The practical and aesthetic questions with the map of that distant Empire are issues for contemporary Europe. Making it easier for the European citizen to ‘navigate’ the European Union is the kind of thing that the European institutions try to do daily. One frequent response is to try to make the European Union ‘relevant’ to each citizen and her or his concerns or interests, whether those be buying a car, taking a flight, going to study etc. In this way, the European Union is supposed to come to the level of the citizen, to become relevant to everyday life. But this forgets that a 1:1 replica is of no use for navigation: if the European Union is made relevant to each citizen taken individually as an isolated unit, the map proposed is just the same size as the citizens themselves, and does not help them understand anything, just to follow their private interest. Such an approach forgets that curious citizens, like curious children, also have a vision of the world, and want to examine it, just as children and adults like to look at globes and world maps. A consumerist approach to Europe does nothing to answer this aesthetic curiosity. What is required is a narrative, a vision or a map, which makes sense of the entirety of the European Union.

The title of the parable, ‘On Exactitude in Science’, is also a warning about maps highly pertinent to Europe. There is a strong temptation to say that for the European Union to be a comprehensible political entity, it needs to have firm borders: that the map needs to be clearly drawn, ‘finished’ even. But insisting on too much exactitude sometimes leads to models and maps which have no explanatory power at all. The European Union is a very sophisticated response to today’s world going beyond a logic of nation states and firm borders – it is surely the most adapted of existing international political entities when it comes to making sense of this situation – but it loses this explanatory power when it tries to be too precise in situations that are vague. The vagueness is there in reality, and we fool ourselves if we deny it and try to paper over it. ‘Europe’ is a vague geographical term, and that is its strength, because it allows us to understand connections and overlaps. It is an aesthetic capacity, a ‘negative capability’ as Keats called it, to live with vagueness and uncertainty and not always search after a decisive ‘truth’ where there is none. Keats associated poetry with the development of negative capability.
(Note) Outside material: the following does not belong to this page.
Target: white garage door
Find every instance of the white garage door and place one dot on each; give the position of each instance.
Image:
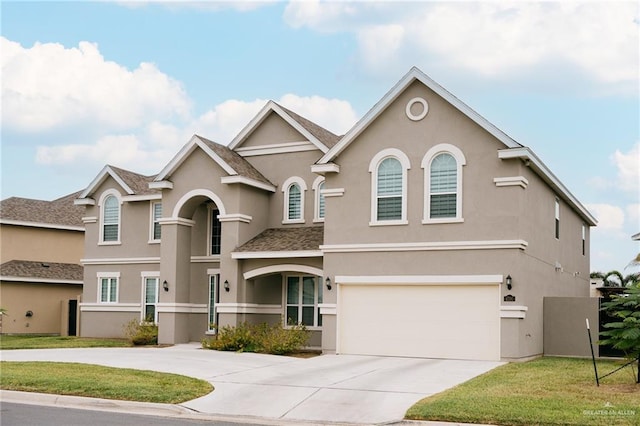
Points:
(429, 321)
So we have at least three lessons for the future of Europe, if it is not to turn into desert like that fabled empire: the first is not to try to ‘sell’ Europe to each citizen based exclusively on his or her interests, but to ensure that the map of Europe explains the world in general and helps the individual move beyond his own backyard; secondly, that Europe itself is a usefully vague term, and that the European institutions are useful to explain and change the world precisely because they preserve this vagueness; thirdly, that an aesthetic sense, a negative capability, is an essential virtue for European citizens and therefore should be understood as important in citizen education throughout the continent.